NOAA-GFDL / CEFI-regional-MOM6

A repository containing essential tools, XML files, and source codes for collaborators of the Climate, Ecosystems, and Fisheries Initiative (CEFI) to conduct simulations.
Other
19 stars 16 forks source link

Preparation for Transition to C6 #78

Closed yichengt900 closed 3 months ago

yichengt900 commented 3 months ago

This PR addresses issue #79. I have conducted several tests on C6, including a 30-year long-term physics-only nudging run for NWA12 (see figures below). Most of those runs completed successfully, although I did experience a few failures in the model's historical data transfer, which required manual resubmission of the output.stage jobs. I have transferred some model input data for NWA12, NWA25, NEP10 (NEP_input and NEP_era5), and ARC12_pub to /gpfs/f6/ira-cefi/world-shared. Unfortunately, F6 cannot access F5 directly, so some of you may need to transfer specific forcing data (e.g., JRA forcings) from F5 to F6.

Gulf stream position: gulfstream_eval

Cold water index: coldpool_eval

Sea ice extension in Gulf of St. Lawerence: gsl_extent

While we can now run the FRE workflow on C6, a few issues remain:

08/13/2024

It looks like regression testing is now working on C6, but FRE is still not functioning properly.

08/14/2024

Although I haven't heard from MSD (received an email at 5:00 PM, which suggests that gcp is now working), I'm making some progress. The fremake and frerun processes are partially working with a few tweaks (the lfs command is missing on C6; ncrc6.inc was missing in hsmget/test but is now fixed; I had to maintain our own FRE environment to make it work).

Additionally, for some reason, the Intel23 FMS1 build didn't work with mask_table, so let's stick with FMS2 for now.

08/15/2024

A one-year NWA test run using FRE on C6 seems to be going well. However, the XML file isn't copying correctly to PPAN during the data transfer step, so PP won't work automatically. I’ll take a look and try to fix it when PPAN is back online.

It appears that the issue may be due to the patternSedF5 environment variable being set incorrectly in the fre/test. I have a temporary solution, but I will need to rerun a test to confirm. Additionally, data transfer is currently quite slow.

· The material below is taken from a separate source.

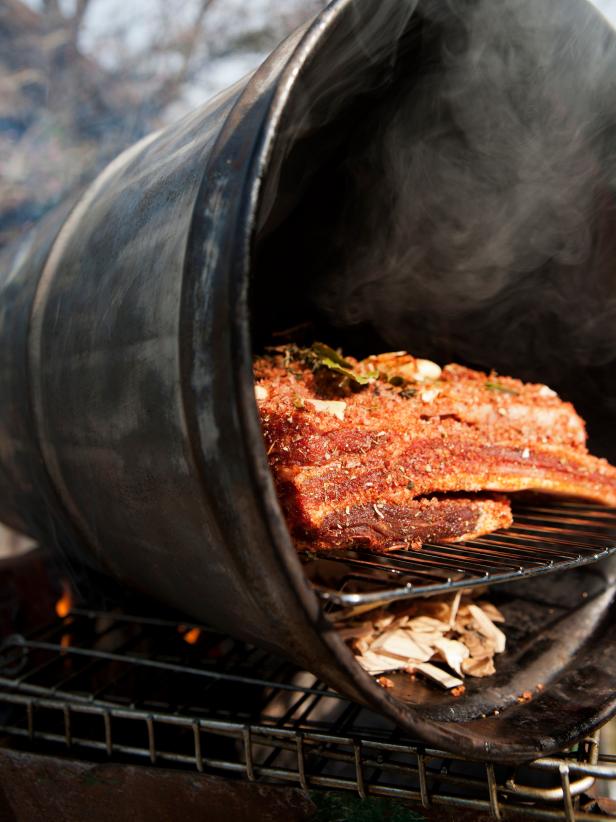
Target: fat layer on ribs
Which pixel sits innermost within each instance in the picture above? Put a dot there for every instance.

The temporal solution seems to work, but the gcp from fre/test did not work on PPAN. The temporal solution would be using FRE/bronx-22 on PPAN for PP. MSD has fixed this problem after reporting. I will re-run the whole test to make sure it works.

1-year run done successfully with PP. Conduct another 5-year run to make sure everything is good and we are ready to go!

08/16/2024

The 5-year run is still in progress. The model simulation appears to be functioning correctly, but I encountered output.stager job failures starting in the second year, along with some unusual filesystem behavior. I believe this PR is ready, but the C6/F6 system may still need some tuning.

CC @charliestock to keep you in the loop.

charliestock commented 3 months ago

Hi Yi-Cheng - thanks for all of your hard work on this. Amazing progress, and I have to agree with Andrew. That Gulf Stream looks amazing! Is that result deterministic or just a lucky spin?

yichengt900 commented 3 months ago

@charliestock I would say it's half-half. The Glorys data nudging likely played a role, but as I recall, we didn't achieve such good results even with nudging in the past?